Do you have any materials on epidemiological meta-analyses? [...] I still haven’t found any good resources on how to handle the problems in epidemiology or population-level correlations.
Not to hand. But (as you’ve found) I doubt they’d tell you what you want to know, anyway. The problems aren’t special epidemiological phenomena but generic problems of causal inference. They just bite harder in epidemiology because (1) background theory isn’t as good at pinpointing relevant causal factors and (2) controlled experiments are harder to do in epidemiology.
If I were in your situation, I’d probably try running a sensitivity analysis. Specifically, I’d think of plausible ways confounding would’ve occurred, guesstimate a probability distribution for each possible form of confounding, then do Monte Carlo simulations using those probability distributions to estimate the probability distribution of the systematic error from confounding. This isn’t usually that satisfactory, since it’s a lot of work and the result often depends on arsepulls.

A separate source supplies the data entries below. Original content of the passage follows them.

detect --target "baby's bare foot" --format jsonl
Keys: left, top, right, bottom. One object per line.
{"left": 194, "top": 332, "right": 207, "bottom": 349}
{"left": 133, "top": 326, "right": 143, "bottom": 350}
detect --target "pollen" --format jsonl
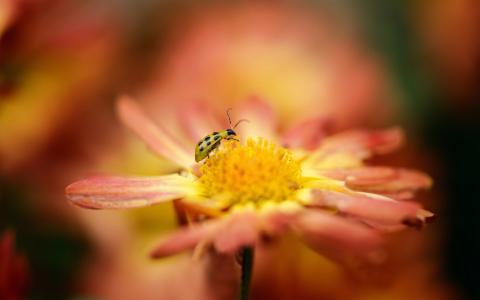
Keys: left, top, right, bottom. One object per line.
{"left": 199, "top": 138, "right": 302, "bottom": 208}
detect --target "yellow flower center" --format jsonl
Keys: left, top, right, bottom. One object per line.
{"left": 199, "top": 138, "right": 302, "bottom": 208}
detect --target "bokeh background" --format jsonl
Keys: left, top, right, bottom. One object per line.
{"left": 1, "top": 0, "right": 479, "bottom": 299}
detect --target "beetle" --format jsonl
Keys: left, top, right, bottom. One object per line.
{"left": 194, "top": 109, "right": 248, "bottom": 162}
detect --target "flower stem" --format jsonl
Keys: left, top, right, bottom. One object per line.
{"left": 239, "top": 247, "right": 254, "bottom": 300}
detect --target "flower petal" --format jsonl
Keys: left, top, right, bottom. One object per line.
{"left": 0, "top": 230, "right": 14, "bottom": 276}
{"left": 306, "top": 166, "right": 432, "bottom": 196}
{"left": 311, "top": 166, "right": 397, "bottom": 184}
{"left": 380, "top": 191, "right": 416, "bottom": 200}
{"left": 402, "top": 209, "right": 436, "bottom": 230}
{"left": 65, "top": 174, "right": 193, "bottom": 209}
{"left": 305, "top": 127, "right": 404, "bottom": 168}
{"left": 150, "top": 221, "right": 221, "bottom": 259}
{"left": 213, "top": 212, "right": 258, "bottom": 254}
{"left": 293, "top": 210, "right": 383, "bottom": 260}
{"left": 260, "top": 209, "right": 299, "bottom": 237}
{"left": 346, "top": 169, "right": 433, "bottom": 193}
{"left": 117, "top": 96, "right": 193, "bottom": 168}
{"left": 0, "top": 230, "right": 29, "bottom": 299}
{"left": 281, "top": 117, "right": 331, "bottom": 150}
{"left": 177, "top": 99, "right": 224, "bottom": 142}
{"left": 235, "top": 96, "right": 278, "bottom": 140}
{"left": 309, "top": 190, "right": 426, "bottom": 226}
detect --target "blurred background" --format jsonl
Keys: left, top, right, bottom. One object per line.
{"left": 0, "top": 0, "right": 479, "bottom": 299}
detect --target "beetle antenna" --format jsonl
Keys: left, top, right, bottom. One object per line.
{"left": 233, "top": 119, "right": 250, "bottom": 129}
{"left": 226, "top": 108, "right": 233, "bottom": 128}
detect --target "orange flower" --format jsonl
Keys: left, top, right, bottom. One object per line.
{"left": 0, "top": 0, "right": 16, "bottom": 38}
{"left": 0, "top": 0, "right": 120, "bottom": 173}
{"left": 144, "top": 2, "right": 392, "bottom": 128}
{"left": 66, "top": 96, "right": 433, "bottom": 266}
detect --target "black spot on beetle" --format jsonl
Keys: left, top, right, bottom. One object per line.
{"left": 205, "top": 136, "right": 211, "bottom": 141}
{"left": 206, "top": 141, "right": 211, "bottom": 146}
{"left": 199, "top": 146, "right": 204, "bottom": 152}
{"left": 227, "top": 129, "right": 236, "bottom": 135}
{"left": 212, "top": 131, "right": 219, "bottom": 135}
{"left": 197, "top": 141, "right": 202, "bottom": 146}
{"left": 214, "top": 135, "right": 221, "bottom": 141}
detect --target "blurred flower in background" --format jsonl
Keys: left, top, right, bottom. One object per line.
{"left": 0, "top": 1, "right": 127, "bottom": 299}
{"left": 0, "top": 230, "right": 30, "bottom": 300}
{"left": 0, "top": 0, "right": 122, "bottom": 174}
{"left": 414, "top": 0, "right": 479, "bottom": 109}
{"left": 0, "top": 0, "right": 16, "bottom": 38}
{"left": 140, "top": 2, "right": 394, "bottom": 130}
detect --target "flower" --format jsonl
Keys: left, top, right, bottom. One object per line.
{"left": 0, "top": 0, "right": 16, "bottom": 38}
{"left": 0, "top": 230, "right": 30, "bottom": 300}
{"left": 66, "top": 96, "right": 434, "bottom": 265}
{"left": 0, "top": 0, "right": 120, "bottom": 174}
{"left": 143, "top": 2, "right": 393, "bottom": 129}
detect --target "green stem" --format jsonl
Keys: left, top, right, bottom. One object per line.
{"left": 239, "top": 247, "right": 254, "bottom": 300}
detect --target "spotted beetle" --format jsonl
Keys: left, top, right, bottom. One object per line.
{"left": 194, "top": 109, "right": 248, "bottom": 162}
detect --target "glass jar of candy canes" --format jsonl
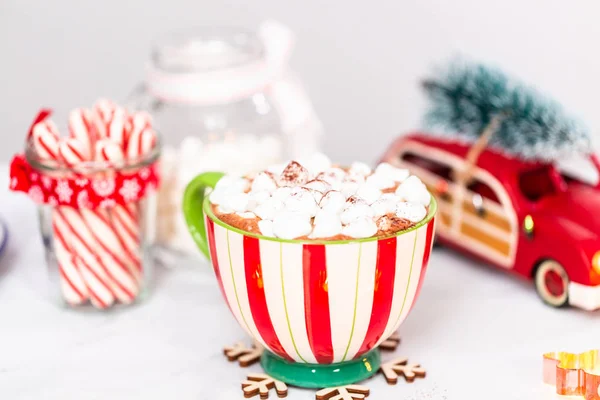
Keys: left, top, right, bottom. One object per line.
{"left": 129, "top": 21, "right": 323, "bottom": 256}
{"left": 10, "top": 104, "right": 160, "bottom": 310}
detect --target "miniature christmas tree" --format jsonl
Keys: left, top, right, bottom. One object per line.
{"left": 422, "top": 61, "right": 591, "bottom": 162}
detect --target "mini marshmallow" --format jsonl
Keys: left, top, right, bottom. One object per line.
{"left": 303, "top": 153, "right": 332, "bottom": 176}
{"left": 307, "top": 189, "right": 324, "bottom": 205}
{"left": 267, "top": 162, "right": 287, "bottom": 176}
{"left": 249, "top": 191, "right": 271, "bottom": 207}
{"left": 396, "top": 202, "right": 427, "bottom": 222}
{"left": 317, "top": 168, "right": 346, "bottom": 189}
{"left": 365, "top": 173, "right": 395, "bottom": 190}
{"left": 310, "top": 212, "right": 342, "bottom": 238}
{"left": 226, "top": 192, "right": 251, "bottom": 213}
{"left": 215, "top": 176, "right": 250, "bottom": 193}
{"left": 284, "top": 188, "right": 319, "bottom": 217}
{"left": 350, "top": 161, "right": 372, "bottom": 176}
{"left": 340, "top": 174, "right": 364, "bottom": 198}
{"left": 342, "top": 217, "right": 378, "bottom": 239}
{"left": 279, "top": 161, "right": 310, "bottom": 187}
{"left": 376, "top": 215, "right": 392, "bottom": 231}
{"left": 371, "top": 194, "right": 400, "bottom": 217}
{"left": 395, "top": 176, "right": 431, "bottom": 206}
{"left": 217, "top": 205, "right": 234, "bottom": 214}
{"left": 355, "top": 183, "right": 382, "bottom": 205}
{"left": 341, "top": 181, "right": 360, "bottom": 198}
{"left": 272, "top": 211, "right": 312, "bottom": 239}
{"left": 319, "top": 190, "right": 346, "bottom": 214}
{"left": 209, "top": 189, "right": 227, "bottom": 205}
{"left": 236, "top": 211, "right": 257, "bottom": 219}
{"left": 251, "top": 172, "right": 277, "bottom": 193}
{"left": 258, "top": 220, "right": 275, "bottom": 237}
{"left": 304, "top": 179, "right": 330, "bottom": 193}
{"left": 210, "top": 176, "right": 251, "bottom": 205}
{"left": 254, "top": 197, "right": 285, "bottom": 220}
{"left": 341, "top": 199, "right": 374, "bottom": 224}
{"left": 375, "top": 163, "right": 410, "bottom": 182}
{"left": 272, "top": 187, "right": 293, "bottom": 202}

But it’s hard to do better. There are philosophers of causality out there (like this guy) who work on rigorous methods for inferring causes from observational data, but as far as I know those methods require pretty strong & fiddly assumptions. (IlyaShpitser can probably go into more detail about these methods.) They also can’t do things like magically turn a population-level correlation into an individual-level correlation, so I’d guess you’re SOL there.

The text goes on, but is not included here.